The above code outputs

["0", "1", "sequence", "keepSingleton"]
["0", "1"]

This could provide an immediate workaround for:

I'll leave the performance fix and potential for integration into core up to @andrew-coleman. If performance is a big concern, maybe we can get a jsonata->webassembly compiler written ;)

ameinhardt commented 4 years ago

@loganvolkers : that doens't work for nested arrays, does it? How about:

cleanOutput = JSON.parse(JSON.stringify(raw))
knolleary commented 4 years ago

I have been looking at this issue in related to #473.

I've got a simple performance test that runs the $sum(Account.Order.Product.(Price*Quantity)) expression 100000 times, across 10 separate runs, and then averages the time taken and number of evals/sec.

I have used that to compare some possible approaches to resolving this issue:

  1. Object.defineProperty to make the properties non-enumerable.

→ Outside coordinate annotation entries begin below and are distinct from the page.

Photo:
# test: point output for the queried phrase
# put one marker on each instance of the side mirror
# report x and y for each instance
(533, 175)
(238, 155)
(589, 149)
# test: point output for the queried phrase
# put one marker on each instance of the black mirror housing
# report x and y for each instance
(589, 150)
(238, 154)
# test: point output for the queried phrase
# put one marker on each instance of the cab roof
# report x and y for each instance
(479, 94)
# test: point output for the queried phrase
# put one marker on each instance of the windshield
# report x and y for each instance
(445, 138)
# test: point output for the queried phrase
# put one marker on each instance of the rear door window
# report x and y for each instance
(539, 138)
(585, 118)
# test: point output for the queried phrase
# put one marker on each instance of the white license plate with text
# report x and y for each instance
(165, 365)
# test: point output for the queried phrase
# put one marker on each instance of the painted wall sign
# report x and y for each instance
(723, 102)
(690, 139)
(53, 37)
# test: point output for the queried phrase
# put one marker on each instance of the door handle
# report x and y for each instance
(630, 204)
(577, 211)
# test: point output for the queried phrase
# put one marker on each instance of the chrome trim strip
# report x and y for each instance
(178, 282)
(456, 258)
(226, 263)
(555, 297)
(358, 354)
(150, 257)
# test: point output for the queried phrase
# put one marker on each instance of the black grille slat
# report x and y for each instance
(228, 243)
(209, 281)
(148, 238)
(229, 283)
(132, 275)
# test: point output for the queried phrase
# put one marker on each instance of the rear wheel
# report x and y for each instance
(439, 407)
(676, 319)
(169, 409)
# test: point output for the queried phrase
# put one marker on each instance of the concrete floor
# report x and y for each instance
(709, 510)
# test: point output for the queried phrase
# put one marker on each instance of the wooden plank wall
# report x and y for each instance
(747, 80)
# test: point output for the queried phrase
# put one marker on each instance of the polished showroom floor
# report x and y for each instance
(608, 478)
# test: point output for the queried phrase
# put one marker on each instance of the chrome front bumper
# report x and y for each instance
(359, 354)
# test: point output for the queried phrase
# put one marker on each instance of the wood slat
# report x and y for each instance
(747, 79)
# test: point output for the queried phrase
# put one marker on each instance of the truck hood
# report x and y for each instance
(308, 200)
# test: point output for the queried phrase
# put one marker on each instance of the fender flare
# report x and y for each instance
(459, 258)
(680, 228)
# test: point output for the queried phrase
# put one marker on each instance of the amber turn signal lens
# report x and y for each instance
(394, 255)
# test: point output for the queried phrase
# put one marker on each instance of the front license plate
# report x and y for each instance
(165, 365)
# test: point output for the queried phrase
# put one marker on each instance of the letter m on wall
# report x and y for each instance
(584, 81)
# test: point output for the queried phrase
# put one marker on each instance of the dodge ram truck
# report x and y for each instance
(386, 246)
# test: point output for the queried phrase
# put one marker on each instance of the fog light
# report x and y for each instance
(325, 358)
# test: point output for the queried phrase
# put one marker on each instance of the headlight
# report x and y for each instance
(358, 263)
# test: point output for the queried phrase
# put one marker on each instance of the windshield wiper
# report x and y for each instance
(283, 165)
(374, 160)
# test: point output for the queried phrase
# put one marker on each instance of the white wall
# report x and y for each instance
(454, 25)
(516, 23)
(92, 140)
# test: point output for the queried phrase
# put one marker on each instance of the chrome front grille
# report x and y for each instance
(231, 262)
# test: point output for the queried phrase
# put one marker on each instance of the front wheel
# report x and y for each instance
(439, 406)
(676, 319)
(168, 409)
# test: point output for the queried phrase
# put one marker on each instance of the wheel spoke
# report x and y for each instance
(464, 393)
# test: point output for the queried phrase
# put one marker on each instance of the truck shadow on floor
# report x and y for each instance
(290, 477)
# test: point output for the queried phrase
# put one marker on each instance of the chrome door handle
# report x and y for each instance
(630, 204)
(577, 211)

As @andrew-coleman said, this is known to be slower, but I tried it out to get a sense of how much slower given the current code.
  2. WeakMap - this uses a WeakMap in util.js to track the 'known' sequence arrays, rather than having to flag the array itself
  3. Subclass Array - create a custom class that extends Array, so we can use instanceof to check its type, but still looks just like an Array.

    class Sequence extends Array {}

Code evals/sec
existing 40891
Object.defineProperty 29178
WeakMap 23581
subclass Array 30491

So yeah... no quick win with those options.

Also, having got this far, I realise there's more to it than just being able to identify it as a sequence - there is also the keepSingleton property used in some places that gets added to the object. So I'm going to post this comment as a record of my failure to find a performant fix so far.

andrew-coleman commented 4 years ago

Thanks Nick! :)

agarwalamit662 commented 3 years ago

Any update on this issue ..? I am getting sequence property in my arrays.

pankleks commented 3 years ago

I have a problem when I create in jsonata field called "sequence", when I test it on jsonata playground it's working fine.

But when I do it in my App (JS) the field is not created.

If I rename field to something else like "seq" all is fine.

Can it be somehow realted?

kolban-google commented 3 years ago

+1 on this issue!!!

sban2009 commented 2 years ago

+1

koladilip commented 2 years ago

We are also facing this issue, can this be fixed?

Woodz commented 2 years ago

Please consider adding a sanitisation step before returning the data from JSONATA library, because JS test libraries fail without a clear reason due to this internal field. Currently we need to pass all the responses from JSONATA through JSON.parse(JSON.stringify to workaround this issue

Woodz commented 2 years ago

The sequence property was always there, but it used to be created using Object.defineProperty with enumerable set to false. However, this had a significant performance hit, and rewriting it this way gave a 3x performance improvement on the expression $sum(Account.Order.Product.(Price*Quantity)). If you can come up with an alternative solution that doesn't degrade performance, I'd welcome it.

@andrew-coleman please reconsider prioritising performance ahead of functionality/ease of usage. I sincerely doubt that the majority of your users will have issues with the library being 4x slower, whereas these implementation details seem to be causing a lot of issues based on the number of issues and comments about them

airandfingers commented 1 month ago

+1, this issue has been causing our test assertions (specifically, Vitest/Jest's .toBeCalledWith({ key: expect.any(String) }) to fail with baffling error messages like Compared values have no visual difference, wasting hours of developer time.

We can use lodash.cloneDeep everywhere as a workaround, but we shouldn't have to - jsonata should be fixed to clean up these extraneous values, even at the cost of some microseconds for each call.